Here in the UK we have legislation that gives a creditor a specific deadline to start court action to recover money owed to them.  This means that if the creditor waits too long to begin the debt collection process, they may not be able to resort to the courts to recover the funds and the debt becomes “statute barred”. 

This legislation is designed to ensure fairness for the creditor so that they don’t have to wait for so long to take action that vital paperwork may have been lost, or the debt forgotten about.

In England, Wales and Northern Ireland, if a creditor leaves it too long before taking court action, the debt will become unenforceable – in other words, “statue barred”.  The debt will still exist, but the law cannot be used to prevent the creditor from obtaining a court   judgement to recover the funds owed.  However, depending on the type of debt, the creditor will have other means available to them to recover the debt.

In Scotland, however, if the creditor waits too long to take action, this will result in the debt becoming “extinguished”.  When a debt has been extinguished, according to the law, the debt no longer exists and there is nothing the creditor can do to collect the money owed to them. 

The period in which a creditor should begin court action is set out by law, with the length of time stipulated varying according to the type of debt – this period is known as a “limitation period”.

In England, Wales and Northern Ireland, the limitation period is six years and this applies to the most common types of debt, including credit or store cards, gas or electric arrears, personal loans, council tax arrears, payday loans, benefit overpayments, rent arrears, catalogue payments or overdrafts.  There are, however, some exceptions:

  • Personal injury claims have a shorter limitation period of three years.
  • Mortgage shortfalls have a longer limitation period of twelve years for the capital (money borrowed) and six years for the interest charged on it.
  • Income tax, VAT and capital gains tax debts to HM Revenue and Customers have no limitation period which means HMRC can take you to court for the money owed even if it dates back many years.
  • If a creditor has already obtained a court judgement before the limitation period passed, the debt will never become statute barred.

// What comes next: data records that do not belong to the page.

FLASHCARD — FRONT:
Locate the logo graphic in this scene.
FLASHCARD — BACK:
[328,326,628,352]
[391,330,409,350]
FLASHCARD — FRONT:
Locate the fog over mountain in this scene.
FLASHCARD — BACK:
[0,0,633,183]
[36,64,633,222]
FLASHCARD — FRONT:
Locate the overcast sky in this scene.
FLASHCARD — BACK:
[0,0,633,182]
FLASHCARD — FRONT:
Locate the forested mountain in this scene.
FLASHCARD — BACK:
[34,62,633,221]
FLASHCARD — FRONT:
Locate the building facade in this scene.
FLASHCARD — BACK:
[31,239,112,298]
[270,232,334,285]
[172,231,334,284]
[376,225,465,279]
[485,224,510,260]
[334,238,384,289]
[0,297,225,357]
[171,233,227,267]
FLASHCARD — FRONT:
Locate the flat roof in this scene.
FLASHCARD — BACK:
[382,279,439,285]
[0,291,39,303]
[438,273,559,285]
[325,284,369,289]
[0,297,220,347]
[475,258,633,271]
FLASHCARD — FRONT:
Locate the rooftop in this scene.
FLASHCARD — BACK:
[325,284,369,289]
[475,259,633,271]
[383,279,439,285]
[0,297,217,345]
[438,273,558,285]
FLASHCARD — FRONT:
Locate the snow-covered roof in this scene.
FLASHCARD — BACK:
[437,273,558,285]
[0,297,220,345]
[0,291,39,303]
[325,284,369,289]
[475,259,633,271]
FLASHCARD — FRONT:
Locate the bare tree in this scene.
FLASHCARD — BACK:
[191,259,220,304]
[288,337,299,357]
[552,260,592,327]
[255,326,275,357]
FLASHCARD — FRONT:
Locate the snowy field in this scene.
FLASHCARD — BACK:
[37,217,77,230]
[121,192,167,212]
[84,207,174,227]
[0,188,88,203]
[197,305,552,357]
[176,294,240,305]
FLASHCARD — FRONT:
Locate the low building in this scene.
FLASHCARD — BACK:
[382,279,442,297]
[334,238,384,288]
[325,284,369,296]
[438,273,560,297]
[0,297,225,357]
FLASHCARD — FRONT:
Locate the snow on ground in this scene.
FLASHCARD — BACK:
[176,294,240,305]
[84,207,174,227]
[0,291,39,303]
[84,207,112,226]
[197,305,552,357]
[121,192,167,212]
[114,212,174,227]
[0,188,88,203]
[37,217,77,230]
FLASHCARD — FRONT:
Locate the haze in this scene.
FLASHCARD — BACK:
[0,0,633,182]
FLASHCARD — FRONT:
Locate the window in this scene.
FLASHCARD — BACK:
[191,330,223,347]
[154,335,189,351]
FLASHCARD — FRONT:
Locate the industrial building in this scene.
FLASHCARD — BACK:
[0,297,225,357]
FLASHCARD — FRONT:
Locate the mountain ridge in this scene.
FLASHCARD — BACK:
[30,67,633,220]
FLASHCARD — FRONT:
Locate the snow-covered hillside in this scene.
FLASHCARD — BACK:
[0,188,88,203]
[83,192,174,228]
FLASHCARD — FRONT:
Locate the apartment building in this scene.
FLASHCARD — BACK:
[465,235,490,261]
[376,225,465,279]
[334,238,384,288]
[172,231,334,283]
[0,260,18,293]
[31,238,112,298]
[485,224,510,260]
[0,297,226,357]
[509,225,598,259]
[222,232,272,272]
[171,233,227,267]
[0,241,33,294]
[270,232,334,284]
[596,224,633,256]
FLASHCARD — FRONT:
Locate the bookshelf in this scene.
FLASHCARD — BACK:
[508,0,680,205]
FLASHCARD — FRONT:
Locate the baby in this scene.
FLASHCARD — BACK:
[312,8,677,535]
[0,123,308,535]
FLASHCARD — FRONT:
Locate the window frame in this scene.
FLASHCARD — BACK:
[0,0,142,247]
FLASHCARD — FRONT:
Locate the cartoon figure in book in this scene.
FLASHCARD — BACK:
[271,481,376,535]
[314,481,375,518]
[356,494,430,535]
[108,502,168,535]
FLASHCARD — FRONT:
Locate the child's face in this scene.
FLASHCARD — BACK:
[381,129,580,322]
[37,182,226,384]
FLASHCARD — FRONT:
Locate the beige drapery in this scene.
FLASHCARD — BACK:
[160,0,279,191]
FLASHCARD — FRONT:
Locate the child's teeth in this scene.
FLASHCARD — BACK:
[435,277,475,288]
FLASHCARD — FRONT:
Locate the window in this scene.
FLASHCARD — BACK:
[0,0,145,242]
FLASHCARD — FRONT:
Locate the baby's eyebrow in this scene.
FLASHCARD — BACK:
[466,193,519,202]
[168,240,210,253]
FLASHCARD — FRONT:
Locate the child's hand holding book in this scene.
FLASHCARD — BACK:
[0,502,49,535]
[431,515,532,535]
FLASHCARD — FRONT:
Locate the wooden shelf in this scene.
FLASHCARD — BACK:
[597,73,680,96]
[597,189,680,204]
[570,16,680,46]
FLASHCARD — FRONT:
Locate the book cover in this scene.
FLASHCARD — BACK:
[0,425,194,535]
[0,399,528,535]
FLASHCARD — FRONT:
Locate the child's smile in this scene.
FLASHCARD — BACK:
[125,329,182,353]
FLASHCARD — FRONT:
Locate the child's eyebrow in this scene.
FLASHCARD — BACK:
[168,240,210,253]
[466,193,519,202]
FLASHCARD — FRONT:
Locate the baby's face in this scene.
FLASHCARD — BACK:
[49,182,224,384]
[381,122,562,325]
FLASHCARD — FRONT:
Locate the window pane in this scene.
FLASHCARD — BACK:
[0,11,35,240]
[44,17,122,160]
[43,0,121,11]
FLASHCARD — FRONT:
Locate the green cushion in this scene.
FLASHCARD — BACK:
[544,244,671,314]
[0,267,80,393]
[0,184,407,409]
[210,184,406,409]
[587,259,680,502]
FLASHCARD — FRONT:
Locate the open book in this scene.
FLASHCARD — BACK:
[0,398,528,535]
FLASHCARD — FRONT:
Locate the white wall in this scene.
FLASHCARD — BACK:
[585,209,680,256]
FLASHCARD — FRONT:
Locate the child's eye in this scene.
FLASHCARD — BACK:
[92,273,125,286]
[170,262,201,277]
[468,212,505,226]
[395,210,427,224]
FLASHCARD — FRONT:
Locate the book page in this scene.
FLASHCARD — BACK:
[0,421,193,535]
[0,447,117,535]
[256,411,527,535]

In Scotland the limitation period for most types of debt is five years and this applies to credit and store cards, personal loans, utilities arrears, housing benefit overpayments, payday loans, catalogue payments and overdrafts.  The exceptions in Scotland are as follows:

  • Mortgage shortfalls have a limitation period of 20 years for the capital, whilst the interest charge has a limitation period of five years.
  • Income tax, VAT, and capital gains tax debts to HMRC have no limitation period which means they can be enforced by court order at any time.
  • Council tax and some DWP benefit overpayments have a limitation period of 20 years.
  • If the creditor has already obtained a decree before the end of the limitation period, the debt cannot be extinguished.